SCDA has designed more than 200 buildings in over 75 international locations worldwide. The firm’s accolades include three awards from the American Institute of Architects, and two from the Royal Institute of British Architects. Chan is also the inaugural recipient of the Singapore President’s Design Award.
For one project, Sky Terrace@Dawson, Chan was tasked with reimagining public housing in Singapore. The government wanted to develop a new paradigm for a Singapore social housing project. The three main ideas Chan introduced are housing in a park, multi-generational living and sustainable living.
The project’s landscape is an extension of the adjacent linear park that was introduced over an abandoned canal. There is also extensive landscaping and roof terraces in the sky. The greenery is natural and is extended vertically up the entire building while being irrigated by water collected from the roof and surface run offs through bio-swales around the gardens. The common area relies extensively on cross ventilation and natural light to reduce power consumption.
The idea of multi-generational living was something Chan understood well.
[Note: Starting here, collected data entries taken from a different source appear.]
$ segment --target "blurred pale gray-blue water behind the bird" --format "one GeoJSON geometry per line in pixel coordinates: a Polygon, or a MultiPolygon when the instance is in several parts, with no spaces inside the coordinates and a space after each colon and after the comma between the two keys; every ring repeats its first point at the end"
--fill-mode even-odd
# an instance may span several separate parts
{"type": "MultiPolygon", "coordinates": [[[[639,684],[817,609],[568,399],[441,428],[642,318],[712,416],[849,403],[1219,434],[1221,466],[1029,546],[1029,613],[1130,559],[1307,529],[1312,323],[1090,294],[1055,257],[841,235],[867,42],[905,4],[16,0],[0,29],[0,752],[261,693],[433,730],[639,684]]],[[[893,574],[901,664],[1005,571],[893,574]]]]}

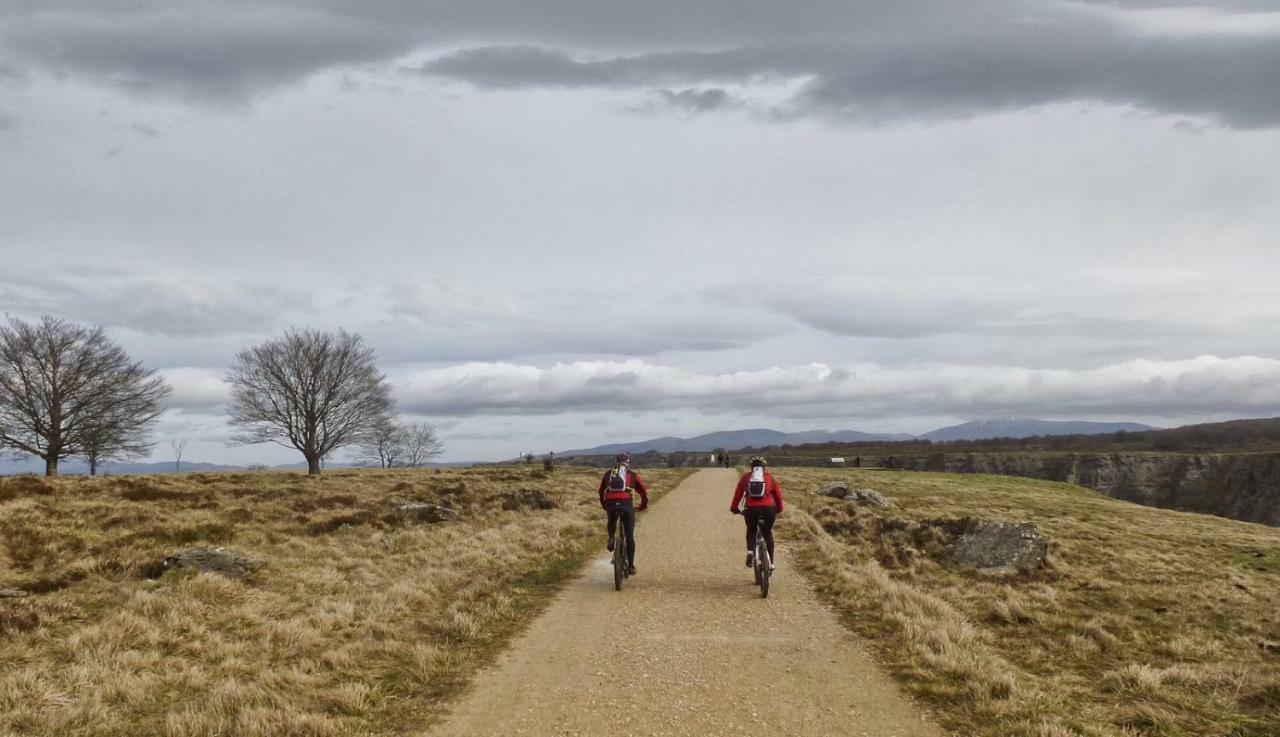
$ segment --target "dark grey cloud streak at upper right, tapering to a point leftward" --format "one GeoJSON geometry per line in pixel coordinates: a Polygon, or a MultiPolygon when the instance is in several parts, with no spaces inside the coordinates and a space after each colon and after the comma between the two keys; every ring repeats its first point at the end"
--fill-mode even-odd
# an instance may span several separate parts
{"type": "Polygon", "coordinates": [[[805,81],[774,107],[783,120],[955,118],[1087,101],[1204,115],[1239,128],[1280,123],[1277,69],[1275,36],[1140,37],[1096,18],[594,60],[554,49],[481,47],[421,67],[492,88],[805,81]]]}

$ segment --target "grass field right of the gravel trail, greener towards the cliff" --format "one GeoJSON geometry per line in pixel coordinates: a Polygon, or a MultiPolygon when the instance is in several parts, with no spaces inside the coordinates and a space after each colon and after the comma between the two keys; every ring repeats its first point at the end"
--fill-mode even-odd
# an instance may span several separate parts
{"type": "Polygon", "coordinates": [[[1280,734],[1280,530],[1025,479],[777,473],[800,566],[955,734],[1280,734]],[[896,519],[810,494],[836,480],[896,519]],[[950,563],[928,522],[963,517],[1036,523],[1050,566],[950,563]]]}

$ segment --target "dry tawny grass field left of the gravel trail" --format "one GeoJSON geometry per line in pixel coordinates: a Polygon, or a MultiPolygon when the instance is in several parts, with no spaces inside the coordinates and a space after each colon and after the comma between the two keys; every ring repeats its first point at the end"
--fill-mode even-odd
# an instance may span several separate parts
{"type": "MultiPolygon", "coordinates": [[[[645,477],[660,495],[687,473],[645,477]]],[[[531,466],[0,479],[0,590],[29,592],[0,598],[0,736],[426,727],[603,550],[598,480],[531,466]],[[401,502],[458,519],[403,523],[388,514],[401,502]],[[196,545],[265,566],[243,582],[148,577],[196,545]]]]}

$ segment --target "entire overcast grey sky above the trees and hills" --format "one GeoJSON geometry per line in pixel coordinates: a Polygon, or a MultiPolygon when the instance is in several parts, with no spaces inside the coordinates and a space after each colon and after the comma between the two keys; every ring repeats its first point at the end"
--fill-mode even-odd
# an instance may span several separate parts
{"type": "Polygon", "coordinates": [[[0,312],[360,333],[444,459],[1280,415],[1280,1],[0,0],[0,312]]]}

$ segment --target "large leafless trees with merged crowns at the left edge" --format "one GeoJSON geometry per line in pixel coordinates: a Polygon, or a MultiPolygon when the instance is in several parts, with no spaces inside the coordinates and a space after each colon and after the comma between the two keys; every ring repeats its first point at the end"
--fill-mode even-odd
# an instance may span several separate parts
{"type": "Polygon", "coordinates": [[[42,458],[46,476],[73,456],[150,450],[147,431],[170,392],[101,328],[50,316],[0,325],[0,447],[42,458]]]}

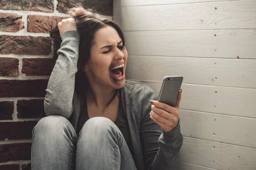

The lifestyle of the extended Singaporean family often relied on grandparents for child care as most couples are dual income families.
“They were driving across town to drop off and pick up their kids,” Chan says of the families. “We introduced the concept of interlocking spatial modules you can purchase as a pair, including a grandparent flat, and it stacks on top of yours with its own entry and an interconnecting staircase that has connecting doors.”
The units are all modular and pre-fabricated of precast concrete. “We’re encouraging a kind of social housing experimentation of how extended families can live together,” says Chan. This concept was in line with government policies at that time. There are some tax incentives when multi-generational families apply to purchase the flats together. “The young adult generation can look after the elderly, and they in turn can watch after the kids.”
Sky Terrace, with almost 700 units of flats, has amenities that support all ages in this community. It has a child-care center, elderly care center, a congregation area for wedding ceremonies, places for worship and also a space for wakes and funerals.
Chan is continuing to develop new Soori branded projects, the latest being Soori Wyoming. He hopes to turn part of the Khoo Kongsi compound, where he grew up, into a Soori hotel. His design, according to one writer, “is a sensory mechanism, an invitation to linger, to dwell in these interior and exterior spaces.”